Head of provincial channels at Egyptian television Naela Farouq said that Azaa Al Hennawy, a host at the state-run Cairo station, has been dismissed because she is working for Al Sharq TV based in Turkey.
“Al Hennawy is working without a licence at an agency, which is hostile to Egypt in violation of regulations,” Farouq added in media remarks.
Al Sharq is chaired by dissident Egyptian politician Ayman Nour, who left Egypt after the army’s toppling of president Mohammad Mursi, a Brotherhood official, following huge street protests against the Islamist leader’s rule.
In recent years, Al Hennawy had been interrogated and suspended several times for making anti-government remarks on air.
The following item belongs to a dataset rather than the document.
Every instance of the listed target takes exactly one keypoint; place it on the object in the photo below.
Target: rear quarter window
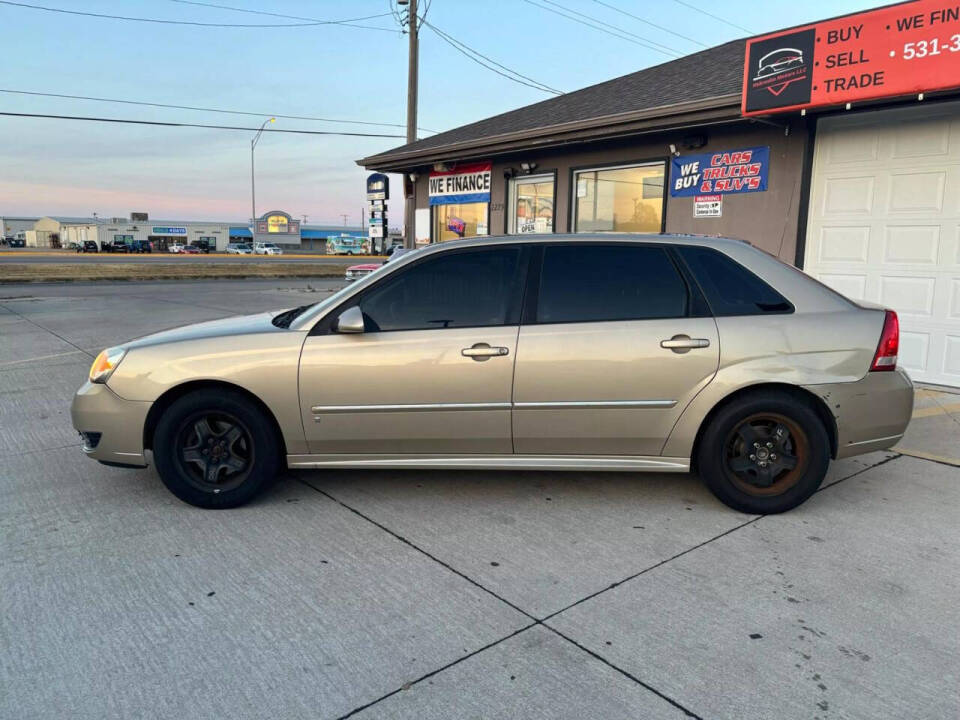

Media authorities have accused her of violating professional standards and expressing her personal views in her programme.
Last year, a disciplinarian court ordered Al Hennawy be suspended from work for four months on charges of insulting President Abdul Fattah Al Sissi in a 2016 episode of her TV programme and violating her job duties.
Last October, she was referred to an investigation again after she had an interview with the Qatari news television Al Jazeera, regarded as a mouthpiece of the Brotherhood.
Al Hennawy left Egypt for Turkey last month. Afterwards, Nour announced in a tweet that Al Hennawy will host a programme on Al Sharq TV.
Qatar and Turkey are staunch backers of the Brotherhood, which is designated as a terrorist organisation in Egypt.